The LDAP auth flow is different, as it typically involves direct communication between the Backstage backend and the LDAP server, without redirects. It is actually kinda simpler and yet uglier and unsafe, but some customers ask for it anyway.

Integrations overview

In Backstage, an integration is the configuration that lets the backend (and sometimes specific plugins) talk to external systems like source control providers (GitHub/GitLab/Bitbucket), artifact registries, CI/CD systems, cloud APIs, etc.

Most integrations are configured in app-config.yaml (or environment variables) and then reused by multiple plugins.
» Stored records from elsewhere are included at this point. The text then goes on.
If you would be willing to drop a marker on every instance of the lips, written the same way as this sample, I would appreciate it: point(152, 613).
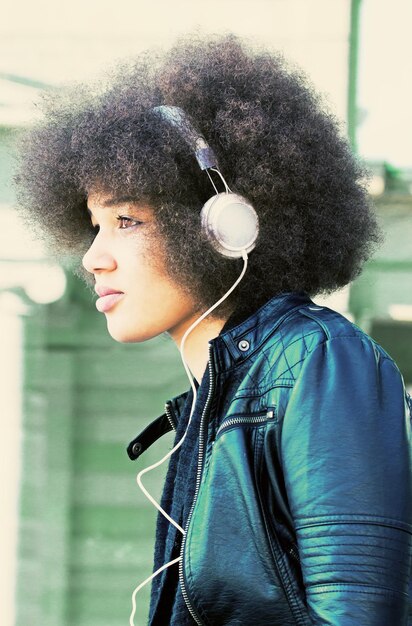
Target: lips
point(108, 298)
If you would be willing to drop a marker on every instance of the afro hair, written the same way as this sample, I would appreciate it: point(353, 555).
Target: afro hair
point(276, 142)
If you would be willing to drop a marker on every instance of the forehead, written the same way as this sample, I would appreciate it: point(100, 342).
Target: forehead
point(101, 201)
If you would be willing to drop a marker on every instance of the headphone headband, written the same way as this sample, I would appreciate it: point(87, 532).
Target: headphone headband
point(228, 220)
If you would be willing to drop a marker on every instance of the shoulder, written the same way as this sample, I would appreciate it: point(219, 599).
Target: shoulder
point(311, 333)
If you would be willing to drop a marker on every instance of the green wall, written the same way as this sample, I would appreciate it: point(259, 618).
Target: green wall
point(86, 530)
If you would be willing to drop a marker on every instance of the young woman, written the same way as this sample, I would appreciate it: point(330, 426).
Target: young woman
point(287, 498)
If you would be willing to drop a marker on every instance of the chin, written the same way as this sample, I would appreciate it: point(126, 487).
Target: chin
point(123, 335)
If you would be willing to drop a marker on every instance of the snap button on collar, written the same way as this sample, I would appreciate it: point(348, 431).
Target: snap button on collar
point(243, 345)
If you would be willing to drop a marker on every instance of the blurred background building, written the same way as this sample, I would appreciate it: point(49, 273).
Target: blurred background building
point(76, 533)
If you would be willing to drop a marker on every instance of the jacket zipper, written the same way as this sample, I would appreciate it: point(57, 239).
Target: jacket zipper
point(198, 480)
point(169, 416)
point(252, 419)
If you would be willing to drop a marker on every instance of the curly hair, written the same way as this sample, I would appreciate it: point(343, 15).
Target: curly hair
point(277, 145)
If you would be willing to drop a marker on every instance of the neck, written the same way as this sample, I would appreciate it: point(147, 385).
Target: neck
point(196, 348)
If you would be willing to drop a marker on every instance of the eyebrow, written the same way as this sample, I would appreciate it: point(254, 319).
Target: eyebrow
point(118, 200)
point(113, 201)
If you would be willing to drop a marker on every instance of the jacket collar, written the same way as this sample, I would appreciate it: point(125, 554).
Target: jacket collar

For example, the catalog and scaffolder can use SCM integrations to read catalog-info.yaml, fetch templates, open pull requests, or query repository metadata.

Credential-wise, integrations usually fall into one of these simple patterns:

  • OAuth application credentials (for example clientId / clientSecret), commonly used when a plugin needs OAuth flows or token exchange.
  • Personal Access Tokens (PATs) or similar static tokens, commonly used for server-to-server API calls.
  • Both, where Backstage prefers OAuth/user tokens when available but can fall back to a configured token for background jobs or automation.

Organizational data

A special case of integrations are organizational data sources, which are used to populate the Backstage catalog with Users and Groups from external systems (for example: GitHub Organizations/teams, GitLab groups, LDAP/Active Directory, Azure AD, etc.).

This matters because many Backstage features assume your organization exists as catalog entities:

  • Ownership and metadata: entities often declare owners like spec.owner: group:default/platform-team.
  • Search and discovery: users and teams can be browsed like any other catalog entity.
  • Permissions/RBAC: the permission system can make authorization decisions based on “who is this user?” and “which groups are they in?”.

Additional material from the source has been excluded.